Directed by Katie Cawthorne
Presented by Canberra Youth Theatre
Ralph Wilson Theatre, Gorman Arts Centre, July 21st to 24th 2016
Reviewed by Bill Stephens
An unusual collaboration between Canberra Youth Theatre and Canberra Dance Theatre’s GOLD Troupe has resulted in a compelling, often touching, exploration of the differences in perceptions between youth and old age.
Working with a cast of ten 13 to 15 year old Canberra Youth Theatre members, and six 65 to 80 year old members of the GOLD troupe, director Katie Cawthorne has devised a visually arresting, one-hour work, to explores concepts of love, death, anxiety and family.
|The Verbatim Project cast.|
The setting is simple - a large black box studio space and sixteen bright yellow chairs. The dialogue is the thoughts of the cast, gathered utilising a variety of verbatim theatre techniques. Some dialogue is spoken live during the performance; some is played as recorded voice-overs, or edited video images recorded by the cast over the three month rehearsal period.

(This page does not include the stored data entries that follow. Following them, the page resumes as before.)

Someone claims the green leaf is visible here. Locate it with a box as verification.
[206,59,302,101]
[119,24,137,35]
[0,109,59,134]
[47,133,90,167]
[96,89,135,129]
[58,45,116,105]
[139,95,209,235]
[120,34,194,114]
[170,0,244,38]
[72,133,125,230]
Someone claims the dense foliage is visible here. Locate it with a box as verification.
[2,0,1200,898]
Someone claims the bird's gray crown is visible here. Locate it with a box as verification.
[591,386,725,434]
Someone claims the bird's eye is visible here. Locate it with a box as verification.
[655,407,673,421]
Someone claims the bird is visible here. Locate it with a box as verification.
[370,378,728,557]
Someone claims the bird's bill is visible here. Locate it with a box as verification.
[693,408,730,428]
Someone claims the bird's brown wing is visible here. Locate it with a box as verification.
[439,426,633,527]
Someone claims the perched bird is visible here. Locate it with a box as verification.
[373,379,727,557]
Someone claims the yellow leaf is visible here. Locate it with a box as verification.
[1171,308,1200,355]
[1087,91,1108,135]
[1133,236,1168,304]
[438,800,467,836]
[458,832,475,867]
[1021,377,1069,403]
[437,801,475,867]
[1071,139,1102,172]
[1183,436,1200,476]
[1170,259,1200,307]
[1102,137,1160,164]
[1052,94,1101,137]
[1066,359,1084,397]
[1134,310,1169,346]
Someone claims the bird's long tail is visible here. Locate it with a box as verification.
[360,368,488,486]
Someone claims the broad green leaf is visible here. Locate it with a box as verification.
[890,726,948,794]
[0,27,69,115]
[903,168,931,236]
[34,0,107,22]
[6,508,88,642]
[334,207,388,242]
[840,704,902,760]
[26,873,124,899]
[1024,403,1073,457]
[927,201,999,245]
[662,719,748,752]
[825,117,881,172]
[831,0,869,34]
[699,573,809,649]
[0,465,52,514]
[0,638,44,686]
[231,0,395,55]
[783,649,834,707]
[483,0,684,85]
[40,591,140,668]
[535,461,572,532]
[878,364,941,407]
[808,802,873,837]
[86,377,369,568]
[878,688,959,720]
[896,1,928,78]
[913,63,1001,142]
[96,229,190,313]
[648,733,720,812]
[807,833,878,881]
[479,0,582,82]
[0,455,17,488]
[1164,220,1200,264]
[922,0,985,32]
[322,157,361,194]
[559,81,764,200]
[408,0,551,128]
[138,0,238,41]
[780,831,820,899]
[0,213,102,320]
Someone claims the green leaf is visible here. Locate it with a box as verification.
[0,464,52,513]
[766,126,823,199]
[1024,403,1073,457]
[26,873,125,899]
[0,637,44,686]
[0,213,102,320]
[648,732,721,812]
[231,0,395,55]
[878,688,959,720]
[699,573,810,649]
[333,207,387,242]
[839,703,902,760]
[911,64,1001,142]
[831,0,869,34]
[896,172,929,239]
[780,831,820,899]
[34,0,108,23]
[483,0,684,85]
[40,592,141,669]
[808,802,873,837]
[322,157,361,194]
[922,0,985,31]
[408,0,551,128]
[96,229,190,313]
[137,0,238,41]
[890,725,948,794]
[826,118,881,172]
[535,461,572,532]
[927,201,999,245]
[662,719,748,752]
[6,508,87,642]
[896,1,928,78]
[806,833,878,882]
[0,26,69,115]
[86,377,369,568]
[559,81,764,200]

Throughout the piece the cast arrange and re-arrange the chairs, interact with each other, swap voices and ages, and perform tightly choreographed sequences to accompany their comments on a range of subjects related to the passage of life. Striking mood lighting, and at one stage, a gentle shower of white feathers, compliment the movement to provide a constant flow of striking images to accompany the dialogue.
During one sequence the younger cast members annunciate observations on happiness and love, recorded previously by the older cast, and vice-versa. The result is curiously revealing as well as amusing. In another, cast members swap chairs, and react to unconscious body contact. Perhaps the most powerful sequence involved one of the cast , born in 1935, sharing poignant recollections of her response to learning that her brother was fighting in the war as a bomber pilot, followed immediately by the recollections of a young cast member, born in 2001, of her father fighting in Iraq and Afghanistan.
The spoken word sequences are delivered with admirable clarity and confidence throughout and supported by excellent technical elements to produce a memorable and thought- provoking theatrical experience.